During an unsuccessful search along a weedy embankment, she hoped he would see her face as she called out his name. 

“He doesn’t know with the sounds if they’re real or not,” Majeres said. 

On edge

Byington said he has heard voices since he was a child, but he didn’t start to really understand what they were until much more recently. They often sounded like a conversation between other people discussing things he said he experienced, such as prison riots and getting stabbed. 

Majeres, who grew up in a working class family, nannied for years before shifting to social work a decade ago. She said she was inspired by the movie “Lean on Me,” about a principal who helps improve a failing high school. 

Her day-to-day schedule can be chaotic, covering a mix of people she works with long-term, such as Byington, and those she meets doing outreach work around the area.

Over the course of a few days, she tried to check on a recently housed person who was still struggling with addiction, and wouldn’t answer the door. She tracked down 53-year-old Patrick McGhee, who was recovering from a stroke, in an encampment behind a Walgreens after he missed an appointment at a branch library. 

She also spends time finding homeless people to help, including on the region’s light-rail system. She met 36-year-old Nick Kiecker, who was homeless and said he struggled with substances, on a train platform and told him how to apply for basic benefits.

No guarantee

Still searching for Byington, hoping to prepare him for the next-day’s move, Majeres finally spotted him near a technical college. He was scraping weeds from the sidewalk with a metal trowel. 

“Yes, that’s him!” Majeres said, pulling her Subaru off to the side. 

“Tomorrow the move in is at 10:30,” she reminded him. She talked up the apartment some more, including his private bathroom and kitchen.

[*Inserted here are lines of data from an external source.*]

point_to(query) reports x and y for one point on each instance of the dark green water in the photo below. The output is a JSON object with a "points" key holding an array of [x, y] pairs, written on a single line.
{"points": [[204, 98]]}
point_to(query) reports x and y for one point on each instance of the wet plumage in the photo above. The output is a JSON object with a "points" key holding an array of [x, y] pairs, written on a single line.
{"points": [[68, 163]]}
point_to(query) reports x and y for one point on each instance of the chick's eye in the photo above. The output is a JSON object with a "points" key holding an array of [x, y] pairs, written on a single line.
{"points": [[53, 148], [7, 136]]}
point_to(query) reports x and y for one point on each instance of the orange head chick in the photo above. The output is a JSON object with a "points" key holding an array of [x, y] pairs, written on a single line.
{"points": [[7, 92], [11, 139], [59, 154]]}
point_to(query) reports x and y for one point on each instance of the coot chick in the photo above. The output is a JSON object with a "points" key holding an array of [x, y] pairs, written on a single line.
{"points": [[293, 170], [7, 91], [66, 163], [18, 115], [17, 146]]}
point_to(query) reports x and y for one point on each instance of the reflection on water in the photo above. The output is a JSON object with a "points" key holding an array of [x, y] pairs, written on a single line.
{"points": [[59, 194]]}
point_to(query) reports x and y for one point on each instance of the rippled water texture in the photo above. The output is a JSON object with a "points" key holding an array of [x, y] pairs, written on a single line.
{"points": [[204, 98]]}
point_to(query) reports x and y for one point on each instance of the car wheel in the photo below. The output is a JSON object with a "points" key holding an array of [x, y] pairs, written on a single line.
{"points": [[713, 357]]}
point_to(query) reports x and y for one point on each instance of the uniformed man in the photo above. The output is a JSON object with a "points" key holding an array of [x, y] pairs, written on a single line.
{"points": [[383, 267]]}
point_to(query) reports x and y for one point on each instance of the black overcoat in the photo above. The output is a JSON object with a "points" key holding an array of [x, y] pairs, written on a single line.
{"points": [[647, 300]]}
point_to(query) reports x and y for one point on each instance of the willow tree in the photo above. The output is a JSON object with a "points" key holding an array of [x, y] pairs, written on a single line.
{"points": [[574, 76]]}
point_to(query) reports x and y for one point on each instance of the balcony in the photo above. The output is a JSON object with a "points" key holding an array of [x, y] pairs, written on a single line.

He would finally have a mailing address.

Byington still sounded unready. “I’ve been locked up all my life, man, I don’t want to be inside.”

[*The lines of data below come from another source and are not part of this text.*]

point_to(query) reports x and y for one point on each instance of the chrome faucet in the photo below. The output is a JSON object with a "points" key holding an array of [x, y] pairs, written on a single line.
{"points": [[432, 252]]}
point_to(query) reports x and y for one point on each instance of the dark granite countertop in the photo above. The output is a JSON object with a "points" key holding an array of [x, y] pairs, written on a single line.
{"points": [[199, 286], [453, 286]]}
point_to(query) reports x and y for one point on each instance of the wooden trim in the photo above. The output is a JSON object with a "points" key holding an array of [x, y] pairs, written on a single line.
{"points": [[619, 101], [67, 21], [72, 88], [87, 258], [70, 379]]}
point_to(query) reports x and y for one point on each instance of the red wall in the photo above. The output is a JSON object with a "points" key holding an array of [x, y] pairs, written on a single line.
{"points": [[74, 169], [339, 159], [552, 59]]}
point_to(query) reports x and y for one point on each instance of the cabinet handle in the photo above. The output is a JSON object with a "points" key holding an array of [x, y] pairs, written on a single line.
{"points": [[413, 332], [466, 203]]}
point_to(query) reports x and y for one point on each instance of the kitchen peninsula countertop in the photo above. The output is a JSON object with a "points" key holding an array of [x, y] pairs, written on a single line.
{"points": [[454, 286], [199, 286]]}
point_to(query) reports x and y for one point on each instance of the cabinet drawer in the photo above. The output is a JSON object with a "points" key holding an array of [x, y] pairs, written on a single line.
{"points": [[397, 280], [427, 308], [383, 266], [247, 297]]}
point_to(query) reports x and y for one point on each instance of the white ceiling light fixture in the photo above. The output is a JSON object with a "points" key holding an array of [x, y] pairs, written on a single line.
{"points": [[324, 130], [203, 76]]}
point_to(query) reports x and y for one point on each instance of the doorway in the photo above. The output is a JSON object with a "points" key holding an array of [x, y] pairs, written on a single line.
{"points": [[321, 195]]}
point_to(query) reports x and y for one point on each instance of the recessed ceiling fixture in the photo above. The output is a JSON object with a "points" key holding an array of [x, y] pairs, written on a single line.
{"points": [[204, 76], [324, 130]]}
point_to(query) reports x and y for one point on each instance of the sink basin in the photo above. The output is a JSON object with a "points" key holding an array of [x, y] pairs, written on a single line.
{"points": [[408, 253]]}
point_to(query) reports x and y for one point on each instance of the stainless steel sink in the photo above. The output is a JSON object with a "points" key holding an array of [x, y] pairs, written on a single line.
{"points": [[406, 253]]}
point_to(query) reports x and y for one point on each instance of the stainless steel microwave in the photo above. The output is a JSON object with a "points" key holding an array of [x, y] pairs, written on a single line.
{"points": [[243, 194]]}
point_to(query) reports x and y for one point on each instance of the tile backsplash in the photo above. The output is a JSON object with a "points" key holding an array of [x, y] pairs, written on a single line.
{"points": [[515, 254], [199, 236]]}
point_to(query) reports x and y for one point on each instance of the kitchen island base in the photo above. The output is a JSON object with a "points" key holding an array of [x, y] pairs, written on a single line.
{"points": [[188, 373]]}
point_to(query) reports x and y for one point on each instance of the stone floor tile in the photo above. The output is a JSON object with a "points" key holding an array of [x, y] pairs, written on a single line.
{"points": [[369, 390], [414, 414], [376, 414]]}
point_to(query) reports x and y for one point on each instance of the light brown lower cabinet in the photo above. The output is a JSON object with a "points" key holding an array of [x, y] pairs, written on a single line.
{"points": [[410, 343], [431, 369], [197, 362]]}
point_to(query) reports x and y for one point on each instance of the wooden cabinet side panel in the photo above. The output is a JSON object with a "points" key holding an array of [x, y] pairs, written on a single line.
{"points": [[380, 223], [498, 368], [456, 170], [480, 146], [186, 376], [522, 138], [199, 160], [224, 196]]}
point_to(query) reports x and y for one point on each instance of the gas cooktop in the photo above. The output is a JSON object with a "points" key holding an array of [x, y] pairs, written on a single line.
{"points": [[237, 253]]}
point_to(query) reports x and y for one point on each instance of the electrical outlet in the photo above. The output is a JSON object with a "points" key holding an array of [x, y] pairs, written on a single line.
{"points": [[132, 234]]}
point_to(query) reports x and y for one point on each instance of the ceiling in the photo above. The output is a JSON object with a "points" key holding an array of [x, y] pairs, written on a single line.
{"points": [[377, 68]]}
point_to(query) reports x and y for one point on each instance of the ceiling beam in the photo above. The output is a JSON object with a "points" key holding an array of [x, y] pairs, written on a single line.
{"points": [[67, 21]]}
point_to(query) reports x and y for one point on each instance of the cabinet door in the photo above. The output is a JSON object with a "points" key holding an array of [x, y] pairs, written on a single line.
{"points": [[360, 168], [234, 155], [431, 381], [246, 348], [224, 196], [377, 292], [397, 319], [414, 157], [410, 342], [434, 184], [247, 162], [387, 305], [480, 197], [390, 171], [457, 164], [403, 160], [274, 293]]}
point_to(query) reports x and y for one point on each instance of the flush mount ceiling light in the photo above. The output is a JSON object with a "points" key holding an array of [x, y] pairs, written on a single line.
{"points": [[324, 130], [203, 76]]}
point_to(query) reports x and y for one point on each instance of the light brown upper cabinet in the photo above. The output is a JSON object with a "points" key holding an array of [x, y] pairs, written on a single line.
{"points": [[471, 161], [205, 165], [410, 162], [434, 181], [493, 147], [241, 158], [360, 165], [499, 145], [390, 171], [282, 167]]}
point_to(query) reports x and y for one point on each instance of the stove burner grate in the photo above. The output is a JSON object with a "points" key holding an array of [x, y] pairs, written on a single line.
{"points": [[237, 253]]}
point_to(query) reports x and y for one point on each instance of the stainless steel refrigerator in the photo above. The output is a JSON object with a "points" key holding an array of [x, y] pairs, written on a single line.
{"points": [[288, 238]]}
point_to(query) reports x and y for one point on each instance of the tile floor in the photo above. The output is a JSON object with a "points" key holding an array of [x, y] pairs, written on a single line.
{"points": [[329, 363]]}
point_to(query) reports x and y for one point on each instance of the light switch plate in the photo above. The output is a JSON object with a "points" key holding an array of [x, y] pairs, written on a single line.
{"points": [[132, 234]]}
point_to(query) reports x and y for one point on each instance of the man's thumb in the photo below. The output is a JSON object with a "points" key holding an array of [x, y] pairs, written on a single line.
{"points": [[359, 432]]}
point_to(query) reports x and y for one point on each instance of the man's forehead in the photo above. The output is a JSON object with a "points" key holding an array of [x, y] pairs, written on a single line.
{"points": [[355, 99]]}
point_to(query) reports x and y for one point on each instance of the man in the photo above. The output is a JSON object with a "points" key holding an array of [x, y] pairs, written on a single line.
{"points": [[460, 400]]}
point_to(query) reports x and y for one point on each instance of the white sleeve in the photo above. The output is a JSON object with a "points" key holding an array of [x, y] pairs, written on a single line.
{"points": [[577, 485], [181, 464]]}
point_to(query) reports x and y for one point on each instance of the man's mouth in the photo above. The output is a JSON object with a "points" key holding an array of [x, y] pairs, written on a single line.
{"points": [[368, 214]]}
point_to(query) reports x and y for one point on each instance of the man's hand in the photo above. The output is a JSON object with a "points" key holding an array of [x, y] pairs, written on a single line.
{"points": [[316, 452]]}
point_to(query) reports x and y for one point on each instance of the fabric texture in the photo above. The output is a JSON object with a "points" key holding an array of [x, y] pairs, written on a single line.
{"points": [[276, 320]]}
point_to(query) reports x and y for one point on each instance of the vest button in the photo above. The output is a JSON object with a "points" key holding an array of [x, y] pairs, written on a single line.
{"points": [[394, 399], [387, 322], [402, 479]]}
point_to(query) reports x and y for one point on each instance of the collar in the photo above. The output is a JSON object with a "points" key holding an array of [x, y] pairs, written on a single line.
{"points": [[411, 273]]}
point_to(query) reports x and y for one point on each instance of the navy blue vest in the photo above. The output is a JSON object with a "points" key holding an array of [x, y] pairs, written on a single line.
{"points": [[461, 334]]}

“Move in and if it’s not your jam after a while, it’s not your jam,” Majeres said.

“This is all hopefulness, there’s no guarantee that it’s going to happen,” she added after their brief visit. “I don’t want to force him.”    

Majeres got off to a good start the next morning, finding Byington easily, and they drove up to the tan-and-red brick apartment building together. He had a slushy drink she’d promised they’d get along the way.

All the apartments there were for single adults, often people right off the street with serious underlying mental-health issues.

There are caseworkers on site, too. Although help for issues such as mental illness and addiction are voluntary, partaking is crucial, said Caroline Hood, chief executive at RS Eden, the nonprofit that owns and runs the site. 

“Without those services, they struggle,” Hood said.

In his small efficiency-size unit, Byington collected some items from a welcome kit of basic food and kitchenware to bring back to his underpass. Crackers. A can of Spam. Dish soap to clean bird droppings, he said. He also picked up a large kitchen knife, but decided to leave it. 

Majeres talked about using sage to help cleanse the apartment, a Native American tradition. Byington liked that idea. 

Standing outside, he said he felt like Majeres understood him. 

“She’s like my fourth housing worker,” he said. Asked for a ranking, he said: “top one.”

Apartment living didn’t take right away. He stayed at his underpass for a while, but eventually started showing up to the new home on his own. Steadily, he started sleeping there, though he returned by day to clean around the basilica. He started riding the bus, something that previously made him feel self-conscious due to his appearance while he lived outside.

Majeres visited him every Thursday, and they cooked a pot roast together. Later, he cooked the same meal himself.

He was still bothered by voices, sometimes hearing threats of harm, and they kept him on edge. Majeres suggested he lock and barricade his door to feel safer. 

But he also expressed willingness to get help. He had tried prescription medication in prison that made him sick, and said he was leery of trying again. Therapy, though, was on the table.

“There’s stuff I need to get off my chest,” he said.

He hadn’t used the bed. Instead, he said, he was sleeping in a cardboard shelter on the floor.